Sarah, perempuan berusia 33 tahun yang merupakan lulusan sebuah universitas ini mempunyai pekerjaan tetap dan tinggal bersama orang tuanya. Ia ingin menikahi seorang pria berkewarganegaraan Yaman.

"Impian Sarah kandas setelah ditembak dengan lima peluru oleh saudara laki-lakinya yang berumur 22 tahun, meskipun ia sudah resmi bertunangan dengan persetujuan orang tuanya," tutur Ashtar, 27 tahun, kepada BBC Arab melalui telepon.

Ia menggunakan nama samaran yang terinspirasi oleh dewi cinta dan perang dari Mesopotamia.
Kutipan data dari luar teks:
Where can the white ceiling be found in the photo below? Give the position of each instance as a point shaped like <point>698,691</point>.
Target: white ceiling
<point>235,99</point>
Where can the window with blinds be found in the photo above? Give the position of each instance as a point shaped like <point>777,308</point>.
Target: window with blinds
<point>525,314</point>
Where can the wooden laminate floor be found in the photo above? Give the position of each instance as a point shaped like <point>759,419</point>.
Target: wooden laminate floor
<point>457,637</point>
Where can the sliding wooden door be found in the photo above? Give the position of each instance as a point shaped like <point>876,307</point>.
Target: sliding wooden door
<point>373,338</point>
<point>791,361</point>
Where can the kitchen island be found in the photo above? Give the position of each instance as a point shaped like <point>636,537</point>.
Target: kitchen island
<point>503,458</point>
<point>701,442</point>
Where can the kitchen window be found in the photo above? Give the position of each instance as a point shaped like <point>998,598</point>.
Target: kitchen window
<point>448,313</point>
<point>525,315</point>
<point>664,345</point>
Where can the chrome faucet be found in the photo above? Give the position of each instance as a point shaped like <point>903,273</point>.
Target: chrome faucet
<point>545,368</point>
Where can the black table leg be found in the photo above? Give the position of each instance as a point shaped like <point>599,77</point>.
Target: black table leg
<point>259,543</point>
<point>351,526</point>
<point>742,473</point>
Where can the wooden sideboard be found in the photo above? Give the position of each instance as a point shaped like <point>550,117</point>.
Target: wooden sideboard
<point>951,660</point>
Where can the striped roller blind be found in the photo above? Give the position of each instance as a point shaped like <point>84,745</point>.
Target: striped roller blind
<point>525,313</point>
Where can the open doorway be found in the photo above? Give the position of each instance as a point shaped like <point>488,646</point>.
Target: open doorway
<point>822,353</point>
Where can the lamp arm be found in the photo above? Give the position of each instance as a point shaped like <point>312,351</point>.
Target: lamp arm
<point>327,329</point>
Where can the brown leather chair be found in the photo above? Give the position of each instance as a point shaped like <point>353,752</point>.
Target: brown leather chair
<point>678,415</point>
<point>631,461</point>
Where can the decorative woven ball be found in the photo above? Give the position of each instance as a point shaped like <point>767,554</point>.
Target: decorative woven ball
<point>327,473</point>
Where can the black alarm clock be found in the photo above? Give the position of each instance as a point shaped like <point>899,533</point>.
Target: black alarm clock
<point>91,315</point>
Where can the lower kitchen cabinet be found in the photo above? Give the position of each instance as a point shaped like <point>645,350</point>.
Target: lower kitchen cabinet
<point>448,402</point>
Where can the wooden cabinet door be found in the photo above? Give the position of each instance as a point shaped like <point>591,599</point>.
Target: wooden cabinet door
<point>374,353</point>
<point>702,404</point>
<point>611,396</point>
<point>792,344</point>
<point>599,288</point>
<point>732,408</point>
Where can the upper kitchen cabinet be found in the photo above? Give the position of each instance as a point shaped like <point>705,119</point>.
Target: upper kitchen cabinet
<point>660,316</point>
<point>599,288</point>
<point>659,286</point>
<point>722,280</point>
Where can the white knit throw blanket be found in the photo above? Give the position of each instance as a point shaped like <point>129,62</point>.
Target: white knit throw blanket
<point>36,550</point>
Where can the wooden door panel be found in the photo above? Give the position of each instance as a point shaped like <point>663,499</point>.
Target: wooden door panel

Kasus itu dilaporkan berbagai media dan diperbincangkan oleh orang-orang yang mengenalnya, kata Ashtar.

Sang penyiar juga menceritakan kisah Hanan Shahri, yang dilaporkan bunuh diri pada tahun 2013, setelah kakak dan pamannya diduga memukulinya, mereka tak mengizinkan Hanan menikahi tunangannya.

Kasus-kasus seperti itu, ujar Ashtar, "hanyalah puncak gunung es".

Mayoritas bisu

Bulan lalu lalu, Nsawya FM membuat akun Twitter dan mengumumkan akan menyiarkan program mingguan yang akan menjadi "suara bagi kalangan mayoritas bisu".

Radio online ini juga menyerukan kepada para relawan yang ingin terlibat dalam produksi atau menyumbangkan materi.

Dalam dua minggu terakhir, stasiun radio itu menyiarkan dua program selama satu jam dengan hanya menggunakan mikrofon, laptop dengan perangkat lunak penyuntingan dan siaran langsung audio dari situs web streaming, Mixlr.

Rendahnya kualitas audio dan keseluruhan produksi secara umum, mencerminkan sifat non-profesional dari proyek ini.

Ashtar mengatakan, awalnya mereka tidak terlalu membayangkan bisa memperoleh banyak pendengar. Dan tujuan mereka sebenarnya adalah mencapai "pertumbuhan bertahap" karena program mereka adalah menyebarkan kesadaran tentang hak-hak perempuan.

"Kami memulai proyek ini untuk sekadar mengabadikan fase ini sebagai sejarah, sehingga orang-orang akan tahu kami nyata, kami memang ada," jelas Ashtar, yang tidak ingin mengungkapkan jati dirinya, meskipun tinggal di luar Arab Saudi karena ia takut ada tindakan balas dendam.

"Otoritas Saudi bisa melarang Twitter kapan saja dan gagasan-gagasan kami akan lenyap. Padahal radio memberi kami kesempatan untuk merekam semua program dan menyiarkannya di platform lain," tambahnya.

Menurut PBB, setidaknya 17 pembela HAM dan aktivis hak-hak perempuan yang kritis terhadap pemerintah Saudi ditangkap atau ditahan sejak pertengahan Mei. Beberapa dari mereka dituduh melakukan kejahatan serius, termasuk melakukan "kontak yang mencurigakan dengan pihak-pihak asing", dan bisa dipenjara hingga 20 tahun jika terbukti bersalah.